|The String Orchestra of Brooklyn with Maestro Eli Spindel
Whoever thought of presenting a concert in a cemetery? Andrew Ousley (Mister "Death of Classical") himself, that's who! And if the thunderous applause at the end of the performance by The String Orchestra of Brooklyn didn't wake the dead, nothing would. Mr. Ousley has set out to disprove the death of classical music by ironically presenting compelling concerts in crypts and catacombs--concerts that invariably sell out. Last night's event was held in the lovely Greenwood Cemetery in Brooklyn. It was the opening event of the second season of The Angel's Share.
This stellar event was graced by good weather, although a tad chilly. Guests chowed down on burgers by Harlem Public and madcap cafe, two providers competing for the Golden Spatula Award. Just as we do not list the winners of vocal competitions, we will not say who won. We will just say that we have never eaten a burger with bacon and peanut butter and enjoyed it enormously. We do not drink bourbon but plenty was provided, along with beer for paisani like me. One never felt so alive as when picnicking among the dead!
We were so busy eating and socializing that we never found the solo cello nor The Three B's String Trio but we enjoyed the jazz stylings of The Wayfairs who entertained during the dinner hour at the entrance to the cemetery.
The capstone (not tombstone) of the evening was the stirring performance by The String Orchestra of Brooklyn with Maestro Eli Spindel who gave a tight performance with precise hand movements sans baton.
Since we started writing about opera we rarely have had time for symphonic music and that's a shame because we first starting loving classical music by listening to the two symphonies we heard last night. Schubert's 8th Symphony in B minor (the "Unfinished") comprises only two movements and seems to have been abandoned in 1822 when the young Schubert became ill.
It's a case of a glass half full. We could mourn the fact that the listener is left hanging, so to speak; or we could revel in the glorious melodies that this composer of over 600 songs (!) lavished on his final orchestral work. It's a challenge not to hum along and, indeed, several audience members sitting behind me saw fit to do so. Isn't that what music is all about? Contemporary composers take note! We want melodies!
The Schubert was followed by Beethoven's Fifth Symphony in C minor, finished in 1808 when the master was already deaf. We believe that if you polled music lovers about their favorite symphony, this one would come up at the top of the list. Not only is it concise but it is well knit. The rhythmic motif we all recognize appears throughout in various guises and melodic themes reappear as well.
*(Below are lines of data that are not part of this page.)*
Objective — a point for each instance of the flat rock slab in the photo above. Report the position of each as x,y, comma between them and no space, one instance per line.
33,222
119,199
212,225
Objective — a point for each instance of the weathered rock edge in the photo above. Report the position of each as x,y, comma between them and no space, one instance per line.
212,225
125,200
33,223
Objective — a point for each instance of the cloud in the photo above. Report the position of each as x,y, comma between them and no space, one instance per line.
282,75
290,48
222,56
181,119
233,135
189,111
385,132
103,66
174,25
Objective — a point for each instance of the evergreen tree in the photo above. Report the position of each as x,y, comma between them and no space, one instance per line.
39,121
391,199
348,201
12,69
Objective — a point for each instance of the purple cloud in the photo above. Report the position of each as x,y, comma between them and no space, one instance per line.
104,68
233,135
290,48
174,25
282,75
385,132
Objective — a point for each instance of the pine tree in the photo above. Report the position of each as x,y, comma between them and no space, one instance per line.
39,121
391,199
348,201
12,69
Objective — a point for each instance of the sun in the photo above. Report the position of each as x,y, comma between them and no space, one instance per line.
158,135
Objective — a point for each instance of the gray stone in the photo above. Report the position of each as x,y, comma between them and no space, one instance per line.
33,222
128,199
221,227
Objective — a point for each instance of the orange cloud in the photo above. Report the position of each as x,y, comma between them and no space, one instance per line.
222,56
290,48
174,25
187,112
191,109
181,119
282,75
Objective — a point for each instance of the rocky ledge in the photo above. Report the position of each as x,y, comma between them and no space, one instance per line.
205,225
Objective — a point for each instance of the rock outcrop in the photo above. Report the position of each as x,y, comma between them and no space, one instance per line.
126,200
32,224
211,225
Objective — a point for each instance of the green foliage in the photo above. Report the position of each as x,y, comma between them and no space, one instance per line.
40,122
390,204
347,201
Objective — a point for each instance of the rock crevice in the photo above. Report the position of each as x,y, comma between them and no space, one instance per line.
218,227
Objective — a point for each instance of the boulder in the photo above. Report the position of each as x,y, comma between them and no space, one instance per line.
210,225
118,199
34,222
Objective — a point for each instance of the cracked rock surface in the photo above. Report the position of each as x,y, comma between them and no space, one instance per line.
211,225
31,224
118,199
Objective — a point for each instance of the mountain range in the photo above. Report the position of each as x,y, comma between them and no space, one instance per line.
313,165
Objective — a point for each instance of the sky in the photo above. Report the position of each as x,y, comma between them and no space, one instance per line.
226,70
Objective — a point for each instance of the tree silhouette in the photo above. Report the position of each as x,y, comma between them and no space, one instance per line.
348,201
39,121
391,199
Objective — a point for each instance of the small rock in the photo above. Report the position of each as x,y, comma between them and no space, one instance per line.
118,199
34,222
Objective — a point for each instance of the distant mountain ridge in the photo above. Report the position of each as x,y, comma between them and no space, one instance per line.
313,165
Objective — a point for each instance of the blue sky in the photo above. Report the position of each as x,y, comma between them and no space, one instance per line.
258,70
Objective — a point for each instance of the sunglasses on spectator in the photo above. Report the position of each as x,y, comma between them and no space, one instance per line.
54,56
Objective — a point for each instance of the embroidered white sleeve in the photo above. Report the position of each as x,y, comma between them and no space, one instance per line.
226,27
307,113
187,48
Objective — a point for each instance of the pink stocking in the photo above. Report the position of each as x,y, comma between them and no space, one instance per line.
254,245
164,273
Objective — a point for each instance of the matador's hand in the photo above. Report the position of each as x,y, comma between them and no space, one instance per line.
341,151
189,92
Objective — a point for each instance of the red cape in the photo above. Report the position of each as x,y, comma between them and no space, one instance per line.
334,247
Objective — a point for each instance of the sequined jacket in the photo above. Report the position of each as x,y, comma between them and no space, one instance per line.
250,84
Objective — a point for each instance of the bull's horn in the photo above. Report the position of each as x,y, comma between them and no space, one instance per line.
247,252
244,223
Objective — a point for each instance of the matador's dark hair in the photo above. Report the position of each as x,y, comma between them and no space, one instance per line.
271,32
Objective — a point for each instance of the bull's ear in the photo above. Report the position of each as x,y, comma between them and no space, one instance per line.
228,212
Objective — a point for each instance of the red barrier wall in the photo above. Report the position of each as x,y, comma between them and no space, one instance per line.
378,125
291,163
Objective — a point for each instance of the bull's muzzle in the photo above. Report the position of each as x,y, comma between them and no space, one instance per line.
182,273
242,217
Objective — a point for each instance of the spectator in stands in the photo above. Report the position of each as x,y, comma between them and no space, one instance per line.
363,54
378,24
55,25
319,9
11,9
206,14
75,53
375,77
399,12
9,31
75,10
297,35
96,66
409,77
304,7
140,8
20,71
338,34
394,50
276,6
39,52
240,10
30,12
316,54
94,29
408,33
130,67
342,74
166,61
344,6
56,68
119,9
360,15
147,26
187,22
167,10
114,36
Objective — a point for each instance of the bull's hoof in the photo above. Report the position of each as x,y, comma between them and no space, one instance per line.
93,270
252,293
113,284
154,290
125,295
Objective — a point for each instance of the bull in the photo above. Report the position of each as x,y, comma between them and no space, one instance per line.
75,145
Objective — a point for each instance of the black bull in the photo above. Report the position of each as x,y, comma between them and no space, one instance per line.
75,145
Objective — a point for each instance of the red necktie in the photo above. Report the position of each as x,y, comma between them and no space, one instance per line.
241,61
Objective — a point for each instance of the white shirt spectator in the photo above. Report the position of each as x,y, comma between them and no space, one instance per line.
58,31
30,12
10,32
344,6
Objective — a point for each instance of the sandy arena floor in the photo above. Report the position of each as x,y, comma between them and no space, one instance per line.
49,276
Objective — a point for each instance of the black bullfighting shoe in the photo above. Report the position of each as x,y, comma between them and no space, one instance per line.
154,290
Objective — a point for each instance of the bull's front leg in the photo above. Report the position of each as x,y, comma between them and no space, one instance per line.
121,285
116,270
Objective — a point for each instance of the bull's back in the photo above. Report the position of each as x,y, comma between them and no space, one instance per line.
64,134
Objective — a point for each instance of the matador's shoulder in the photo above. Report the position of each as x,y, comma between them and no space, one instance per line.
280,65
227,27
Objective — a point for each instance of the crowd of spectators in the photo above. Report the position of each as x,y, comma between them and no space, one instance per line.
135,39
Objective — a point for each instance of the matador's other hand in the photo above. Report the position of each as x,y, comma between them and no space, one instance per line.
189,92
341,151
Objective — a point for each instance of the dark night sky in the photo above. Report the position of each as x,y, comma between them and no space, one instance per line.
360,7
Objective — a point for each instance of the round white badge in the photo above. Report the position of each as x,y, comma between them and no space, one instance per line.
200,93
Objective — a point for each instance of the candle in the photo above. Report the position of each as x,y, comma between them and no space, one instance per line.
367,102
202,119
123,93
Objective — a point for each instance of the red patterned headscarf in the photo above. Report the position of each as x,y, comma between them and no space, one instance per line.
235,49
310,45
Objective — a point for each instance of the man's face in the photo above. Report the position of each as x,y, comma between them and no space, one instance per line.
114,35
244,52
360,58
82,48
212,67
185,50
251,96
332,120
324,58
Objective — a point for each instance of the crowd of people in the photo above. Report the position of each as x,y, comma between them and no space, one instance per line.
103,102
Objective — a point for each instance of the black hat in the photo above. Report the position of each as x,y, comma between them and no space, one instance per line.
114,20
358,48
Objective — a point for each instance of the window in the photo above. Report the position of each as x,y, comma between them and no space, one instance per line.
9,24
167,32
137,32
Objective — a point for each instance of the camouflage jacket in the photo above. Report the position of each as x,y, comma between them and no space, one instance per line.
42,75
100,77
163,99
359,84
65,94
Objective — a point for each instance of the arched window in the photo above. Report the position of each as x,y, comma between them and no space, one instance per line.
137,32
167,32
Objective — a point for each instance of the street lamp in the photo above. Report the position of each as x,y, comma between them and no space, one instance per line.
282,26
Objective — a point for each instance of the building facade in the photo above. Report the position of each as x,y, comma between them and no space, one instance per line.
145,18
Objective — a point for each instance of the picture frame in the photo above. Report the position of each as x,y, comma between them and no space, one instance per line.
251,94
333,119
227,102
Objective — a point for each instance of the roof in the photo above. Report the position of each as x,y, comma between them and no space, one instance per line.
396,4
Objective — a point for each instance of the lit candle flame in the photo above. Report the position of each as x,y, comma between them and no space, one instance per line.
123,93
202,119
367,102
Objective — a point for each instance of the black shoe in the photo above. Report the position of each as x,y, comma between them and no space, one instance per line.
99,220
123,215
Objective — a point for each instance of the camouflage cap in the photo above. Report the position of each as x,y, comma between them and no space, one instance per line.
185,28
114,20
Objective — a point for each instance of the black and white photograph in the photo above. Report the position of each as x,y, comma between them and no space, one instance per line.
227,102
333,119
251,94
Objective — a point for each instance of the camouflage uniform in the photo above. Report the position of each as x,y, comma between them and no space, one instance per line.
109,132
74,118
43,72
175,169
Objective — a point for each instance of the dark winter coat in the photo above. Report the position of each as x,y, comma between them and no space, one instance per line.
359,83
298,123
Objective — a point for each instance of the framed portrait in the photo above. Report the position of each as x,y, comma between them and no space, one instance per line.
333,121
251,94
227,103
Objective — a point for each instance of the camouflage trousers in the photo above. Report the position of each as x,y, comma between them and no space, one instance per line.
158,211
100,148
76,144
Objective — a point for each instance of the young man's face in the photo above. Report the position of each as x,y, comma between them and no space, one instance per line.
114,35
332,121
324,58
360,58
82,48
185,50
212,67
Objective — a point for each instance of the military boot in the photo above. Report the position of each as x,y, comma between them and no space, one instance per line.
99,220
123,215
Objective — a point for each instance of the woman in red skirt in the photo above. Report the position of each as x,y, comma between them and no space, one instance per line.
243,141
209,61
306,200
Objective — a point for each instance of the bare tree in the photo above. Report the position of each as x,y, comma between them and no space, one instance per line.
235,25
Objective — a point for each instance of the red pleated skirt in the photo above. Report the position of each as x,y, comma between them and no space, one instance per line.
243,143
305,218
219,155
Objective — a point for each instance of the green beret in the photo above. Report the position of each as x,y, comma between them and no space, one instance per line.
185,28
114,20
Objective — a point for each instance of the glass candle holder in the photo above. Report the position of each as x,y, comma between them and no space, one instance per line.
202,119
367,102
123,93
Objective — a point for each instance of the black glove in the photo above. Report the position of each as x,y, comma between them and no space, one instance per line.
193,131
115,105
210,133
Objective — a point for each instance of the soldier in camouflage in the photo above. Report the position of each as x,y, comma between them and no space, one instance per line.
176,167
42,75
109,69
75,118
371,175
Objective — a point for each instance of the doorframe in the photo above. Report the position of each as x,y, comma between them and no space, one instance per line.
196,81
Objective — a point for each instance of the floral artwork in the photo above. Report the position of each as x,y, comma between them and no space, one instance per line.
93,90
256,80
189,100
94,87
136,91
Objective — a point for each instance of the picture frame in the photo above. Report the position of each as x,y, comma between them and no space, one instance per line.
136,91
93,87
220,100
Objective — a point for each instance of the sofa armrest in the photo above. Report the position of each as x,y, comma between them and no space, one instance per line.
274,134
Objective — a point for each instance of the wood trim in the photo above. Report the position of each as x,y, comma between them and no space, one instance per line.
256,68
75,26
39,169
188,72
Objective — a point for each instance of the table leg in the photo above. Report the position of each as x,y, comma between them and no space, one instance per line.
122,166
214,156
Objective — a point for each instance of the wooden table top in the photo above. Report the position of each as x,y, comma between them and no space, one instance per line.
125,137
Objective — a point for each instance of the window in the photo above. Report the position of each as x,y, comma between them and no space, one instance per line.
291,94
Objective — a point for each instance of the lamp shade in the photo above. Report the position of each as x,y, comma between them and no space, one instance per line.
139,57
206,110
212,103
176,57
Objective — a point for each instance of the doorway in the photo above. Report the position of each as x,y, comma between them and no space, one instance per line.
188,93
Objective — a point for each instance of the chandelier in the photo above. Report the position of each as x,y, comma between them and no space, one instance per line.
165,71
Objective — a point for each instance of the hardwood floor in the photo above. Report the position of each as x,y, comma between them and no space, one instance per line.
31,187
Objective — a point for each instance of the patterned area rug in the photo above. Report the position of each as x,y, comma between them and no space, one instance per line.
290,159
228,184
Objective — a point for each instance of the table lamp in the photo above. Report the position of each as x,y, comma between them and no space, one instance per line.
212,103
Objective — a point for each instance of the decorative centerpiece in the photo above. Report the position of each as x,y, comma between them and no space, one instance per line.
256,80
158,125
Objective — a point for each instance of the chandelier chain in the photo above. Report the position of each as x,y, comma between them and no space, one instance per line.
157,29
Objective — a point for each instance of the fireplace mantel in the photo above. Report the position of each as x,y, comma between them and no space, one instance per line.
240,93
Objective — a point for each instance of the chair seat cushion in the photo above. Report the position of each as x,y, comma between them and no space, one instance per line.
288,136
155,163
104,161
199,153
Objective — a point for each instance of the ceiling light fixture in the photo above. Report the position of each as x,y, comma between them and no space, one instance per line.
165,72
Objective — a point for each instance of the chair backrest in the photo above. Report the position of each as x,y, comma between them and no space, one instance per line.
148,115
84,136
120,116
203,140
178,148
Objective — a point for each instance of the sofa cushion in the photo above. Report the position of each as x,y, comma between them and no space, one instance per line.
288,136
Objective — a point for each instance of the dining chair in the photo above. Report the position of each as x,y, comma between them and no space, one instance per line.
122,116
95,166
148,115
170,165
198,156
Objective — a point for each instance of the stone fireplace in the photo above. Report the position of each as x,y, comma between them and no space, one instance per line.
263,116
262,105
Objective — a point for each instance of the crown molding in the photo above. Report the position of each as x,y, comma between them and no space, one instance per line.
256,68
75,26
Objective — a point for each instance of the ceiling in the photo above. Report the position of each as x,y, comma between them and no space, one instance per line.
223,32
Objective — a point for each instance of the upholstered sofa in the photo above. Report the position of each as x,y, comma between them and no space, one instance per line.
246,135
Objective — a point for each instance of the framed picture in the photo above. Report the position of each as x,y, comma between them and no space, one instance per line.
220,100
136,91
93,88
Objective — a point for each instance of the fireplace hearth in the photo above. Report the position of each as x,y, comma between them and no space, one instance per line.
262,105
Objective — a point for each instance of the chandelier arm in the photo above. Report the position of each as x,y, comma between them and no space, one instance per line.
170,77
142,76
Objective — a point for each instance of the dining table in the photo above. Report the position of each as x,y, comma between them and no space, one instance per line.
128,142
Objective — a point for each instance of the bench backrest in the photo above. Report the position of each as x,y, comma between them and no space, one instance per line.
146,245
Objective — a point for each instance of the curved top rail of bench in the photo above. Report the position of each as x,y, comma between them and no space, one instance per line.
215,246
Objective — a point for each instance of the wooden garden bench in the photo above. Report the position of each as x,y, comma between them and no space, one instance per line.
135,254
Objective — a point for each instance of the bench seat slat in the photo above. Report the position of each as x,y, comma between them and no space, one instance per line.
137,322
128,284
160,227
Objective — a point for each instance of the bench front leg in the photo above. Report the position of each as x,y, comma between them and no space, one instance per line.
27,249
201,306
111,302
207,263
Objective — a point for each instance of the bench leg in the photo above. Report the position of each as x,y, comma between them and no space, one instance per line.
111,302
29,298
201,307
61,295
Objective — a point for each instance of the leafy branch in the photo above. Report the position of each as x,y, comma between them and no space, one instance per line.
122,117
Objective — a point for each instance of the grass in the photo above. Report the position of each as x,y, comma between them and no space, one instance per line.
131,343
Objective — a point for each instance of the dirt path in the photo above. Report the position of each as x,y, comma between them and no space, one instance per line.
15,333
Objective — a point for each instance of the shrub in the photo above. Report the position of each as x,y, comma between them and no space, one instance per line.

The symphony is written in classical form with the first movement involving two very different themes expressed alternatively--the rhythmically strong theme and the gentle lyrical one. The development section reminds one of a dialogue or even an argument between a man and a woman. The restatement of the themes involves the secondary theme changing keys. So, does the "man" win the argument? Just sayin'!
It was clear to us that Beethoven had a powerful influence on Schubert and we sort of wished that the order had been reversed. Still, it was interesting to go back to Schubert's roots. We liked Maestro Spindel's control over the orchestra and the way he elicited the themes as well as the inner voices. The percussion section was particularly notable as well as the brass (added for the occasion) in spite of a recalcitrant horn. We have nothing but admiration for a musician who chooses such a difficult instrument just because it sounds so haunting.
No one was haunted at the party and everyone left happy. We have a sense that many guests were rather new to classical music because they applauded after every movement. Rather than feeling annoyed at the interruption, we felt pleased that the event brought in some "noobies". We have no doubt that they will pursue their interest and this is all to the good. Death of Classical? No way!